Consumidora é condenada por abuso do direito de reclamar

"Embora a divulgação de uma reclamação na internet tenha uma abrangência que não se pode precisar o tamanho, as empresas que colocam produtos e serviços no mercado estão naturalmente sujeitas a críticas e reclamações. O que não se admite, e que efetivamente configurou o ilícito, é o excesso de linguagem apto a ofender indevidamente a reputação da pessoa jurídica de maneira significativa."

Com esse entendimento, a 6ª turma Cível do TJ/DF confirmou sentença que condenou uma consumidora a pagar indenização a empresa de móveis, por abuso do direito de reclamar.

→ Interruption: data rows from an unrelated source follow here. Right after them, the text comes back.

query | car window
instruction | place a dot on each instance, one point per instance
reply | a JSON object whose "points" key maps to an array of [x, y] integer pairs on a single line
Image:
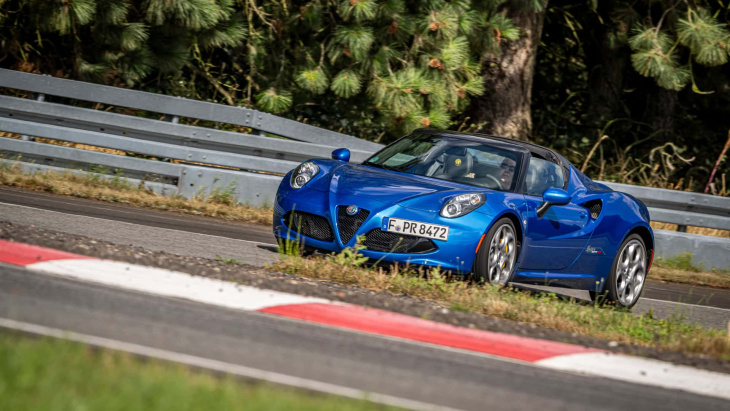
{"points": [[541, 175]]}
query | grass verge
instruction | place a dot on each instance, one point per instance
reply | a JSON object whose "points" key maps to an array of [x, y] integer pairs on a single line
{"points": [[544, 310], [45, 374], [218, 204]]}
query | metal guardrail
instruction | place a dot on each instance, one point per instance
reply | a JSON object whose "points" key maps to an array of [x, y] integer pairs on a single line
{"points": [[198, 160], [686, 209]]}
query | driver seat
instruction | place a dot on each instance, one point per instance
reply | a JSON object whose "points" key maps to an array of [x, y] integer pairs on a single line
{"points": [[457, 163]]}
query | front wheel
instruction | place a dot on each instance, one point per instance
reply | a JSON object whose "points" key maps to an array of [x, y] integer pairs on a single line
{"points": [[497, 254], [628, 273]]}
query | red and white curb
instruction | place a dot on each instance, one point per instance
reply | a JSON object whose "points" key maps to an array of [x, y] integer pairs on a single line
{"points": [[548, 354]]}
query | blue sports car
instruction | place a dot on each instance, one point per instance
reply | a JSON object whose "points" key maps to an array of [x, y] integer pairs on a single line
{"points": [[498, 209]]}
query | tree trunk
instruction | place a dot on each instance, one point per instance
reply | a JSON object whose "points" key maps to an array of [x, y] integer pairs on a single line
{"points": [[607, 60], [504, 108]]}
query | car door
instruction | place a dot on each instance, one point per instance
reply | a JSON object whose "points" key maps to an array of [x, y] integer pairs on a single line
{"points": [[555, 240]]}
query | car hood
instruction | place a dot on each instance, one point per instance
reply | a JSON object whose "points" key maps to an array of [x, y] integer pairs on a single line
{"points": [[393, 187]]}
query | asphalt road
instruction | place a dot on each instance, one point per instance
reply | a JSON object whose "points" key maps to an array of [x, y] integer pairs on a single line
{"points": [[429, 374], [254, 244]]}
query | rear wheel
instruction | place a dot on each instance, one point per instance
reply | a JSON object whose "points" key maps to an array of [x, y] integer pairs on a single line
{"points": [[628, 273], [497, 254]]}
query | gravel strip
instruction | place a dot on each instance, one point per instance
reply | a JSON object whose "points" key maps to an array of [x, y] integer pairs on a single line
{"points": [[264, 278]]}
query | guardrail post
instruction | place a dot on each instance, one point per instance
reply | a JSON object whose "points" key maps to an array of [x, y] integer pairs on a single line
{"points": [[39, 97]]}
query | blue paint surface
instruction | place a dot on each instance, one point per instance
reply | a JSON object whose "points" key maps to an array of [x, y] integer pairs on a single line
{"points": [[560, 248]]}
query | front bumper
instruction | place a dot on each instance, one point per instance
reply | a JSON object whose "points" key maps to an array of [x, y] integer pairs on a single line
{"points": [[455, 255]]}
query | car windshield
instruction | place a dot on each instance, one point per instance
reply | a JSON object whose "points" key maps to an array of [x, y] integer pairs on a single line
{"points": [[450, 158]]}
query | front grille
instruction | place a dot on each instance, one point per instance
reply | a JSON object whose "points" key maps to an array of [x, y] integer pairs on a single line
{"points": [[379, 240], [348, 224], [310, 225]]}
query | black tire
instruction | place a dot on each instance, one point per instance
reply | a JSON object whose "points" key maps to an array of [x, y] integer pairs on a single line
{"points": [[628, 267], [505, 261]]}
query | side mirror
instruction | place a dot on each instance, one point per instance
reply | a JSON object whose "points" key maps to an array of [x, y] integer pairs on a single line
{"points": [[341, 154], [551, 197]]}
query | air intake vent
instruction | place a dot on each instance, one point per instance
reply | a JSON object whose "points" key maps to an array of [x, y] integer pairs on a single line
{"points": [[348, 224], [594, 207], [378, 240], [309, 225]]}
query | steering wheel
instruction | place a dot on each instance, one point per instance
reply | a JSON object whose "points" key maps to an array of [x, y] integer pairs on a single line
{"points": [[493, 178]]}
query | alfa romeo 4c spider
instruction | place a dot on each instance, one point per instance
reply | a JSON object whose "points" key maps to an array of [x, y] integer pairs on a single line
{"points": [[496, 209]]}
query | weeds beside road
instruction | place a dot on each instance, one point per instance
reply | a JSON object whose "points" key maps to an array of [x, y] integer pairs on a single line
{"points": [[49, 374], [117, 190], [541, 309], [220, 205]]}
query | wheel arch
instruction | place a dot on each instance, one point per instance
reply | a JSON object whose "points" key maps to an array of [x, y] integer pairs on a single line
{"points": [[518, 228], [645, 235]]}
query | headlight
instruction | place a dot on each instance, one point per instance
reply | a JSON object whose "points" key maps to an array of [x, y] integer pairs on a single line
{"points": [[302, 174], [462, 204]]}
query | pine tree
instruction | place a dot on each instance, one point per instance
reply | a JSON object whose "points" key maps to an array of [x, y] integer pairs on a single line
{"points": [[378, 64]]}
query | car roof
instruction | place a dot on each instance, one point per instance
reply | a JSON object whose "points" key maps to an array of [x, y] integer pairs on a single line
{"points": [[518, 145]]}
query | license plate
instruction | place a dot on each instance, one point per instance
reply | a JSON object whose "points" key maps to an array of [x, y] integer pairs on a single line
{"points": [[416, 228]]}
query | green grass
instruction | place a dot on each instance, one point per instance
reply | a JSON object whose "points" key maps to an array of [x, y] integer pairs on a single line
{"points": [[50, 374], [679, 262], [231, 261]]}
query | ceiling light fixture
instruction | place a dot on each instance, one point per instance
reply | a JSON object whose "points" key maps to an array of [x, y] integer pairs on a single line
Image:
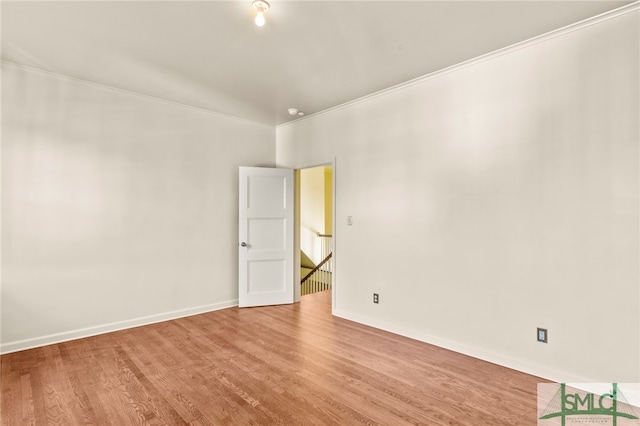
{"points": [[261, 6]]}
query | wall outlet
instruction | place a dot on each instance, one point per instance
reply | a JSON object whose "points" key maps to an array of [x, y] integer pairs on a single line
{"points": [[542, 335]]}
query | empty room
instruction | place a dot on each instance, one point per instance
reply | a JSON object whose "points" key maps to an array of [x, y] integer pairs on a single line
{"points": [[473, 257]]}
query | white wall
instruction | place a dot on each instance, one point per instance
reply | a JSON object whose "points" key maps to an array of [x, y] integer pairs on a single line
{"points": [[495, 198], [117, 209]]}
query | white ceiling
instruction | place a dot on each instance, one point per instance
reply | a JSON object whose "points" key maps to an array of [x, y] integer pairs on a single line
{"points": [[311, 55]]}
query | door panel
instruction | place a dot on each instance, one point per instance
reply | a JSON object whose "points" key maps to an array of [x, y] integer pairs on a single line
{"points": [[266, 237]]}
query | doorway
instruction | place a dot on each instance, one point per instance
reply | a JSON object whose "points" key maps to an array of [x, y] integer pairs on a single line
{"points": [[315, 195]]}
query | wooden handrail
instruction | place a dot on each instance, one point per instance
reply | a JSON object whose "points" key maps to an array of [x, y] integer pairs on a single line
{"points": [[326, 259]]}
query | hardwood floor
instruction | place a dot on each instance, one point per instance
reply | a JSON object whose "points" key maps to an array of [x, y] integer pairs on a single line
{"points": [[292, 364]]}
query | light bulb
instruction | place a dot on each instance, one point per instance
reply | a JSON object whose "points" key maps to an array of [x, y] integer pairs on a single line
{"points": [[260, 19]]}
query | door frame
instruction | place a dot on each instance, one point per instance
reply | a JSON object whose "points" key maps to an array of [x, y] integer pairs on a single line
{"points": [[296, 229]]}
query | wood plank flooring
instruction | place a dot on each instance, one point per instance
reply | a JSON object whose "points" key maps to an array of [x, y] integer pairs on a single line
{"points": [[292, 364]]}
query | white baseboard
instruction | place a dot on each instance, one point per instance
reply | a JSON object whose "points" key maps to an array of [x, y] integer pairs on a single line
{"points": [[495, 358], [50, 339]]}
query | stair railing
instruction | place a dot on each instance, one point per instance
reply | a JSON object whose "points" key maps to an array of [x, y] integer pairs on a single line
{"points": [[320, 277]]}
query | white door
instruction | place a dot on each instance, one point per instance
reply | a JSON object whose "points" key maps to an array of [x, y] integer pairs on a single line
{"points": [[265, 237]]}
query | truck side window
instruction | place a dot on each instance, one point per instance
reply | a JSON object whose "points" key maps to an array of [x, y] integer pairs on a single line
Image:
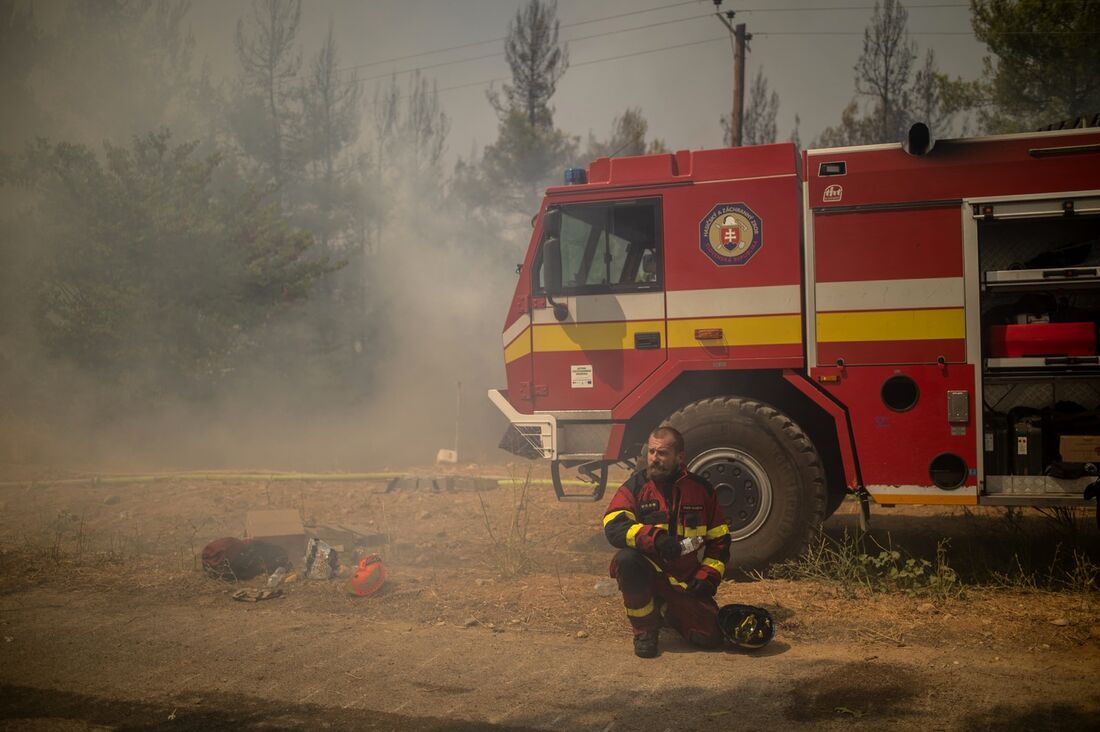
{"points": [[609, 247]]}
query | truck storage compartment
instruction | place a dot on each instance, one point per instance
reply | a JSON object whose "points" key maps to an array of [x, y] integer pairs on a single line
{"points": [[1040, 309], [1043, 339]]}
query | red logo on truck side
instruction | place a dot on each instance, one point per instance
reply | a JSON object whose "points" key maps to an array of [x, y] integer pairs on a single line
{"points": [[730, 233]]}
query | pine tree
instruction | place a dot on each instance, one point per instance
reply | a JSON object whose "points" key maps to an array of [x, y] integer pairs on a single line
{"points": [[1046, 62], [536, 61], [270, 63]]}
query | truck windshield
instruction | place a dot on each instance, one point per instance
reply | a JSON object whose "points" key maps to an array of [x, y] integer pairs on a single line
{"points": [[609, 246]]}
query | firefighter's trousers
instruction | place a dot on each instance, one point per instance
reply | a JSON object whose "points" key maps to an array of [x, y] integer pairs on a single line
{"points": [[646, 589]]}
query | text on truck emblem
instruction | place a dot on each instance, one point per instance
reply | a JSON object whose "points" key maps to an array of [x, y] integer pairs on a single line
{"points": [[730, 233]]}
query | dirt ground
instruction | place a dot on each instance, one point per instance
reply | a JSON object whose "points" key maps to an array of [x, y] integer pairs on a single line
{"points": [[106, 623]]}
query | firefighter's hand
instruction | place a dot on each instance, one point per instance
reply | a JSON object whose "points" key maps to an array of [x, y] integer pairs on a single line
{"points": [[667, 546], [702, 588]]}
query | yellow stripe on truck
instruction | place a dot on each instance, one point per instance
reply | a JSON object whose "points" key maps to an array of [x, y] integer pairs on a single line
{"points": [[891, 325], [592, 336], [518, 348], [754, 330]]}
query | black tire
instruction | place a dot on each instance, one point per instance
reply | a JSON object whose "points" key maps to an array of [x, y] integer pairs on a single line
{"points": [[768, 474]]}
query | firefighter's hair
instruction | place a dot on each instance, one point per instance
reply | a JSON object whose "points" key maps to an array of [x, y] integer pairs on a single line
{"points": [[666, 430]]}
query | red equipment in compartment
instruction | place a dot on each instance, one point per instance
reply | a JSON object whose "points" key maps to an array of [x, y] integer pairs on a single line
{"points": [[1043, 339]]}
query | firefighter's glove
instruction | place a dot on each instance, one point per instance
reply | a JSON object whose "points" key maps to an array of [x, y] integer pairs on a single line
{"points": [[667, 546], [702, 588]]}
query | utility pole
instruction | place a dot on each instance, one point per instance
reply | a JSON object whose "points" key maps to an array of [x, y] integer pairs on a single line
{"points": [[741, 39]]}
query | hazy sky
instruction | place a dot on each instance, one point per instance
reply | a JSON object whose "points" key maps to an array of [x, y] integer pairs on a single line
{"points": [[806, 51]]}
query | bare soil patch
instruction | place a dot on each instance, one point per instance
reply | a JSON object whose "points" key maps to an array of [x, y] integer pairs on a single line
{"points": [[106, 622]]}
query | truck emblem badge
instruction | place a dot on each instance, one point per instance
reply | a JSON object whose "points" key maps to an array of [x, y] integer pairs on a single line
{"points": [[730, 233]]}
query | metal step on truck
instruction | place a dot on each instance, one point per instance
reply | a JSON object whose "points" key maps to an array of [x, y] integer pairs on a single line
{"points": [[914, 323]]}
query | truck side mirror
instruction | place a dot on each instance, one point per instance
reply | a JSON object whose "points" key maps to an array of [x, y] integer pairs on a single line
{"points": [[551, 264], [551, 224]]}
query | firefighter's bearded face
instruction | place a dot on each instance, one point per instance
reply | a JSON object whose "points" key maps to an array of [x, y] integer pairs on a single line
{"points": [[662, 460]]}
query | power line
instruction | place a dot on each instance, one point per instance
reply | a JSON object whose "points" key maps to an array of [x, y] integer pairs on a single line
{"points": [[501, 53], [626, 14], [586, 63], [496, 40], [725, 37]]}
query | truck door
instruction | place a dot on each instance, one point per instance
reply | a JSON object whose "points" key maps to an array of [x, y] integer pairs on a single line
{"points": [[608, 331]]}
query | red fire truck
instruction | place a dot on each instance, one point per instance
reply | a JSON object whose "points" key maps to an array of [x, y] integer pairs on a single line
{"points": [[914, 323]]}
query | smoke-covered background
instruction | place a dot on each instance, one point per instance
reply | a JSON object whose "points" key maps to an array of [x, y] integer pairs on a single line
{"points": [[265, 235]]}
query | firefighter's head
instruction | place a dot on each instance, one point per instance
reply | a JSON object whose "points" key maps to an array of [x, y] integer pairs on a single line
{"points": [[664, 452]]}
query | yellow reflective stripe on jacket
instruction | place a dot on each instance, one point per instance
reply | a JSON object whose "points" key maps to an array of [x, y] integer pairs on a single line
{"points": [[717, 532], [615, 514], [672, 580]]}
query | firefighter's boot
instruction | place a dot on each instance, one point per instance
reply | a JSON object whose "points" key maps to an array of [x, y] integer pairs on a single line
{"points": [[645, 644]]}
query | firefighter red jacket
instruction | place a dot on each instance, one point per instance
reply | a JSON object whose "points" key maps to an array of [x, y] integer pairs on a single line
{"points": [[641, 511]]}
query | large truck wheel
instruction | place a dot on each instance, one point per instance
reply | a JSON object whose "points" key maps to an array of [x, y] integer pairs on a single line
{"points": [[767, 473]]}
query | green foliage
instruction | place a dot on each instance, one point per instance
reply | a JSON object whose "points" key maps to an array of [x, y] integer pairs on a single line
{"points": [[536, 61], [149, 276], [266, 119], [858, 564], [628, 138], [897, 91], [1046, 61], [524, 160]]}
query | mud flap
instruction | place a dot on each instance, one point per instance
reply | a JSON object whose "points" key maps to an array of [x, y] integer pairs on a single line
{"points": [[600, 482], [1093, 492]]}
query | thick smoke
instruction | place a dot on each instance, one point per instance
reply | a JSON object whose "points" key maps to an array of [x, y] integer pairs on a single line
{"points": [[435, 292]]}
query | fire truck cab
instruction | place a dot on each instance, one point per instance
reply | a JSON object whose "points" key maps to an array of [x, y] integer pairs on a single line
{"points": [[915, 323]]}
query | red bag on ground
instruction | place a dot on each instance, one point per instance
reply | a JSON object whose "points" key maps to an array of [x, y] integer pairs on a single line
{"points": [[231, 558]]}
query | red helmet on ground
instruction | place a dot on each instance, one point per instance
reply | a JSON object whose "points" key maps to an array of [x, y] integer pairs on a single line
{"points": [[367, 577]]}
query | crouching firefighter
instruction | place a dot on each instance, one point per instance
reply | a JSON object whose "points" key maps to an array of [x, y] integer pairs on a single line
{"points": [[673, 545]]}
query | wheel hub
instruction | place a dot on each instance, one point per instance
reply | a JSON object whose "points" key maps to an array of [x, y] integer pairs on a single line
{"points": [[741, 484]]}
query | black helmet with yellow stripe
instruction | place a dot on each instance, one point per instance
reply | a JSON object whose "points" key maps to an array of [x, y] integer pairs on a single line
{"points": [[746, 626]]}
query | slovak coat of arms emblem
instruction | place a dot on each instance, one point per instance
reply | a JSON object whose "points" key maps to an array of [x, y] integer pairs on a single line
{"points": [[730, 233]]}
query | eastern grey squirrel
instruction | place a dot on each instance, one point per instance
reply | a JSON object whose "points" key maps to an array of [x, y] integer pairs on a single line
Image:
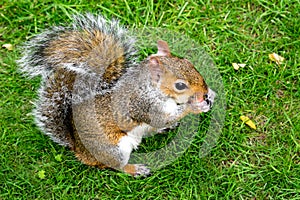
{"points": [[96, 99]]}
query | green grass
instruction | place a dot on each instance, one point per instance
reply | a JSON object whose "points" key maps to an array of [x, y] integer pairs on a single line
{"points": [[245, 163]]}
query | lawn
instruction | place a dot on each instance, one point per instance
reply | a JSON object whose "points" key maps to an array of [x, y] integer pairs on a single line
{"points": [[244, 164]]}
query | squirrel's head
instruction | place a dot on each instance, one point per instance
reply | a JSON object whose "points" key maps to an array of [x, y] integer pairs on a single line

A cliente comprou duas poltronas de mostruário e as recebeu em casa, assinando o termo de recebimento sem qualquer ressalva. Depois, percebeu que uma delas estava rasgada. A empresa disse que o dano se deu durante o transporte da mobília e se propôs a costurar a poltrona ou providenciar uma nova com o pagamento da diferença.

Insatisfeita, a consumidora expôs o caso no site Reclame Aqui e no Facebook, segundo a empresa, desvirtuando a realidade dos fatos e maculando sua imagem. A requerida teceu os seguintes comentários: "os donos da loja não devem nem saber que lidam com gerentes mal intencionados e de caráter duvidoso"; "todos nós que utilizamos o site do Reclame aqui, e que buscarmos o nome dessa loja, saberemos a má vontade, e falta de comprometimento que vocês têm solucionar um problema do cliente"; "coisa de loja de quinta classe"; "merda de atendimento, tanto pelos diretores, gerentes da loja, quanto pelo site quanto por qualquer lugar que tentamos contato"; "nessa loja, os gerentes são super perdidos, e os diretores mal intencionados, pois devem ganhar rodos de dinheiro com políticos que mobíliam suas casas, e não se interessam se pagam caro, ou se os móveis estão em perfeito estado".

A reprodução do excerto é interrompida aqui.